Теперь можно сделать выводы. Принципиально массовая культура не отличается от немассовой европейской культуры Нового времени: она столь же архетипична и целенаправленно коммуникативна; не меньшее значение придает налаживанию контролируемой циркуляции людей и вещей. Различие касается характера воздействия на человека. Домассовая культура использовала "загрязненные" формы и тем самым оставляла достаточно большой простор для инициативы субъекта, предполагала его активное вмешательство. Она, безусловно, и опекала, и надзирала, и наказывала, и вменяла в обязанность, но редко содержала полный перечень рекомендаций на каждый день, предоставляя человеку право выбора в конкретных жизненных обстоятельствах. Метафорически выражаясь, немассовая культура действовала на уровне "общих указаний". Массовая же культура кропотливо отслеживает всякий шаг человека, услужливо подсказывая ему то или иное решение или предписывая, как необходимо поступать, обязывая определенным образом говорить, думать, ощущать, реагировать в конкретных случаях.

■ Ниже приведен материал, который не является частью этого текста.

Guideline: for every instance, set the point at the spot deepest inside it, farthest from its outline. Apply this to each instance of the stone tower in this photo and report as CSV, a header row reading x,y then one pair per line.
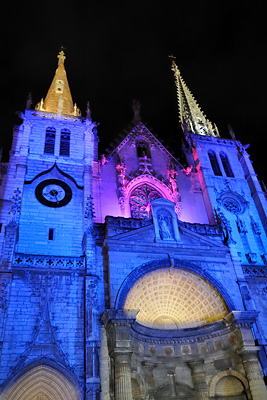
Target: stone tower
x,y
130,276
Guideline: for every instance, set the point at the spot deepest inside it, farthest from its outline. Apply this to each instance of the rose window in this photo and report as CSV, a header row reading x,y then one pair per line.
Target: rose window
x,y
140,201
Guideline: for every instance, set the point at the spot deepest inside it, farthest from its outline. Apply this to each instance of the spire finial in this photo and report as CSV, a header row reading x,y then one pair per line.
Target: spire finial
x,y
136,106
61,56
191,115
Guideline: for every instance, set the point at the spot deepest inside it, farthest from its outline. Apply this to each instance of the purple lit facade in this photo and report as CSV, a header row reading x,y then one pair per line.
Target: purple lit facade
x,y
128,275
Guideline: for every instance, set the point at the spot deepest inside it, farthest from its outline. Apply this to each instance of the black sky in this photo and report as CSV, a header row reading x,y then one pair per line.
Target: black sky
x,y
118,51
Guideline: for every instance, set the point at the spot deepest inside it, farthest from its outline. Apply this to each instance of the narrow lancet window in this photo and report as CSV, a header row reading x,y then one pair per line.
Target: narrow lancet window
x,y
214,163
64,143
51,234
142,149
50,141
226,165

Она и моделирует ситуации, и распределяет роли.
Масскульт буквально "ведет" человека по жизни. Он неусыпно "следит" за ним, но в то же время "поддерживает" его. Лишая возможности выбора, массовая культура избавляет от мук сомнений. Колебания, сложности выбора чреваты остановкой, срывом, а значит, возникновением угрозы социального хаоса. Революций в минувшем веке мир знал немало, и, как любые социальные крупномасштабные изменения, они принесли неисчислимые страдания. Масскульт избавляет нас от подобных эксцессов, выступая гарантом, в некоторых случаях единственным, социального спокойствия.